You’ve no doubt seen it: Someone crosses a busy Toronto street with their head down, hands busily texting or swiping away on their smartphone. Call them “distracted walkers”, “smartphone zombies”, or, the scientific term, victims of “inattentive blindness”. But no matter the label, it’s clear that not everyone is putting their best foot forward when crossing city streets, and that serious injuries for distracted pedestrians can be the result.

The big debate is over what can be done about it. 

A Toronto Public Health report found that “inattentive” pedestrians were 40% more likely to be seriously injured or killed in a collision with a vehicle than those that were not distracted. 

Another new study, which looked at 20 years of emergency room data, found that the number of head and neck injuries associated with negligent cellphone use has increased steadily over that period. The distraction cases included incidents of people tripping and falling causing injury, as well as those involving motor vehicles. 

A recent Insurance Institute for Highway Safety study points out that pedestrian fatalities have soared 46% since 2009, with the bulk of them coming in urban or suburban centres. The fact that right around that time, smartphones started gaining in popularity, should not be considered a coincidence. 

There have been a number of studies showing that texting while walking seriously impairs an otherwise healthy adult’s ability to respond to their environment. Some of the tests showed “smartphone zombies” completely oblivious to nearby objects like a clown riding a unicycle, or money hanging from tree branches

In addition to a reduction in perception of their surroundings, people in these texting-and-walking studies were also FOUR times more likely to exhibit an unsafe road crossing behaviour. How does using a phone impair your ability to walk? Biomechanical studies in a lab showed the following: 

  • Altered body posture and walking movements
  • Slower walking speeds
  • Decreased steps per minute
  • Shorter stride lengths

Although there’s no agreed-upon data yet on the specific correlation between distracted walking and traffic accidents, it’s not a stretch to assume that any number of these behaviours, when conducted crossing or near a busy street, can lead to tragic results. 

Drivers Still Bear Responsibility

All that being said, we’re nowhere near a world where drivers of vehicles can be absolved of fault in an accident involving a pedestrian. Far from it.

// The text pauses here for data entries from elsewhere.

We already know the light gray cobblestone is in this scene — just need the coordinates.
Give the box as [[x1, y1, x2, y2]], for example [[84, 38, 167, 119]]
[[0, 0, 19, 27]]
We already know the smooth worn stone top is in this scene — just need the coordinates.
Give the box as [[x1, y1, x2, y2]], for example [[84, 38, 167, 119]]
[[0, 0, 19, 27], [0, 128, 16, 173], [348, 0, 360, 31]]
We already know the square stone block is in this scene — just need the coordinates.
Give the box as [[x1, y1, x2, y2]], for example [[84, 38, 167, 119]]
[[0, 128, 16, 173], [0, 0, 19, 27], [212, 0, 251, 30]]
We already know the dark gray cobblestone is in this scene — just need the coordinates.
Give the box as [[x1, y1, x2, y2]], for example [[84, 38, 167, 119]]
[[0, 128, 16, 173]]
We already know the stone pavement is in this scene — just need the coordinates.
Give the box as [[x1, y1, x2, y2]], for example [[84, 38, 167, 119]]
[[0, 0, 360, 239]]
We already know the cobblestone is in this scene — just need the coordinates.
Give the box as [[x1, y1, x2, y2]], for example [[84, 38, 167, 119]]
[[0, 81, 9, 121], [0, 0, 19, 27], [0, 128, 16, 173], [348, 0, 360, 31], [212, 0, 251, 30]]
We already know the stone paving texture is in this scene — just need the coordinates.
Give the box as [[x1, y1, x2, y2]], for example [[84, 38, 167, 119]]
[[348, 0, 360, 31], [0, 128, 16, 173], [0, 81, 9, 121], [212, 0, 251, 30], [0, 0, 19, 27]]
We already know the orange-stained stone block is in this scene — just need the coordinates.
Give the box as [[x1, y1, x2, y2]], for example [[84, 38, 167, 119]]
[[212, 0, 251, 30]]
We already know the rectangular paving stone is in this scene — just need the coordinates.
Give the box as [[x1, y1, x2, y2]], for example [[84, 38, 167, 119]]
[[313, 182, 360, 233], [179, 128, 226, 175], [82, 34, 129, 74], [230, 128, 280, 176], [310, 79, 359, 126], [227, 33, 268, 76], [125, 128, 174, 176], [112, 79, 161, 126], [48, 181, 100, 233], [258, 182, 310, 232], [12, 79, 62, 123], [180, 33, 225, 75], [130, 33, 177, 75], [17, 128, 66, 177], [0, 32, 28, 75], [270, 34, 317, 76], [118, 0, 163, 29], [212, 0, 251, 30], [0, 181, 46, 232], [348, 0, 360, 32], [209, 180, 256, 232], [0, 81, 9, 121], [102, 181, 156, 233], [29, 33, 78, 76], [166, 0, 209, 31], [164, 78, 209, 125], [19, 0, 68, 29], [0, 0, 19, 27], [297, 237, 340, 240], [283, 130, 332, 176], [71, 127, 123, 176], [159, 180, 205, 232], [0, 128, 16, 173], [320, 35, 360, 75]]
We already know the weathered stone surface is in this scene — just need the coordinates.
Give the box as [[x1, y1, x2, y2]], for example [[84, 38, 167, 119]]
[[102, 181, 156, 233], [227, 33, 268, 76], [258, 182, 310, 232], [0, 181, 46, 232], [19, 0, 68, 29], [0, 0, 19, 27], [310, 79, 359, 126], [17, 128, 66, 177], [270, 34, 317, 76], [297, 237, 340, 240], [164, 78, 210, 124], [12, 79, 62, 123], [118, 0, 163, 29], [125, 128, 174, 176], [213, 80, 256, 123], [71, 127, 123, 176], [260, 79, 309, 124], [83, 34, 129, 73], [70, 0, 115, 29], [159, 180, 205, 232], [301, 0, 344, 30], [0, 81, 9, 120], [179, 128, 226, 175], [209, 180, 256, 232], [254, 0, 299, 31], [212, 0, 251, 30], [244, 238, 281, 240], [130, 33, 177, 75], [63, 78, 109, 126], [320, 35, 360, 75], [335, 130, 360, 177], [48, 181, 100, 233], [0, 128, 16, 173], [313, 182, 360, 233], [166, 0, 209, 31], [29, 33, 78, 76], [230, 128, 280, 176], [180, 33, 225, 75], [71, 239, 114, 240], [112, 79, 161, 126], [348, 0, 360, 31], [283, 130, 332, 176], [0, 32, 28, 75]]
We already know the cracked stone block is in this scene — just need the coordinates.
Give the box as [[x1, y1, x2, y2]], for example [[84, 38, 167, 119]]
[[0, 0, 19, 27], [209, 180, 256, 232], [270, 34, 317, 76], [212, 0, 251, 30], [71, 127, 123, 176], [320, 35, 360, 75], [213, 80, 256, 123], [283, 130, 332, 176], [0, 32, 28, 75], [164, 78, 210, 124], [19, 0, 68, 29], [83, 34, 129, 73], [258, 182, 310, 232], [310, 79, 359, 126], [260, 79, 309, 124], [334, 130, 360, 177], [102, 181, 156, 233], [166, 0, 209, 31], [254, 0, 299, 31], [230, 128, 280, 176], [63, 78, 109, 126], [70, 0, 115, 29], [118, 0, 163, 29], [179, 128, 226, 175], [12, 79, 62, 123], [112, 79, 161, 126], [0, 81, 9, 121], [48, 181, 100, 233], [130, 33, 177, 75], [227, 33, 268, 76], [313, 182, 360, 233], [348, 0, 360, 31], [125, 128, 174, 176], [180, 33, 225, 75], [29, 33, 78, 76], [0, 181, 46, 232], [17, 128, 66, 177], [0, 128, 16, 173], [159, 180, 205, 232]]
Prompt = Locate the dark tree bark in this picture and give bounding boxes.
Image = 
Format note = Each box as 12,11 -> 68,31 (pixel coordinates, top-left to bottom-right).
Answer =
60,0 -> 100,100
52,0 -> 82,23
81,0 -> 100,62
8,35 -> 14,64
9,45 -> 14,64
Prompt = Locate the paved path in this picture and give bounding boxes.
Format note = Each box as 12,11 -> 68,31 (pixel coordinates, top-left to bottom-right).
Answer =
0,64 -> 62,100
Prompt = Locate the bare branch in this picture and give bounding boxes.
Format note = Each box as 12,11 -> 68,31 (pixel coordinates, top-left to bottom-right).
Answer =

In fact, in these cases causing loss or damage to a person, the Highway Traffic Act’s “reverse onus” clause (Section 193[1]) states that the onus is on the driver of the vehicle to disprove negligence. 

Indeed, that same Toronto Public Health report cited earlier found that pedestrians had the right-of-way in 67% of collisions studied between 2008-2012. 

However, these cases are complex, and “right-of-way” is not the sole deciding factor.  Even if the driver of the car cannot disprove negligence, it is conceivable that a texting pedestrian, who is otherwise crossing lawfully, could be partially to blame for the accident and have their damages reduced accordingly.

Since reckless or distracted drivers are out of your control, keeping your head up and putting the phone down is simply a common-sense means of avoiding becoming one of those statistics. 

Zombie Laws

“Distracted Pedestrian” or “smartphone zombie” laws are in place in a few cities around the world, imposing fines on people who cross streets while immersed in their electronic devices. This has stirred up a rousing debate, which has come up on several occasions in Toronto. 

In 2017, an Ontario MPP’s proposal for just such a law was shot down. Now, with Toronto mayor John Tory recently updating the city’s Vision Zero road safety plan, the controversy has reared its head once again. 

Opponents of these so-called “zombie laws” point out that better road infrastructure, and even more education against distracted, impaired and reckless driving are better targets. In fact, distracted driving is the number one cause of deaths on Ontario’s roads. 

If you or a loved one have been seriously injured in a traffic accident of any kind, with so many of the above factors coming into play, it’s imperative that you seek qualified legal help immediately. The experts at Horowitz Injury Law have nearly 35 years of experience with road accidents, and can get you the compensation you deserve. Call 416-925-4100 for a free up-front consultation.

Bottom line, there’s no doubt that regardless of who’s at fault, when it comes to a collision between a pedestrian and a two-thousand-pound mass of moving metal, the party with the greater risk of serious injury is obvious. Don’t be a statistic.  

Heads up, phones down. Practice safe texting.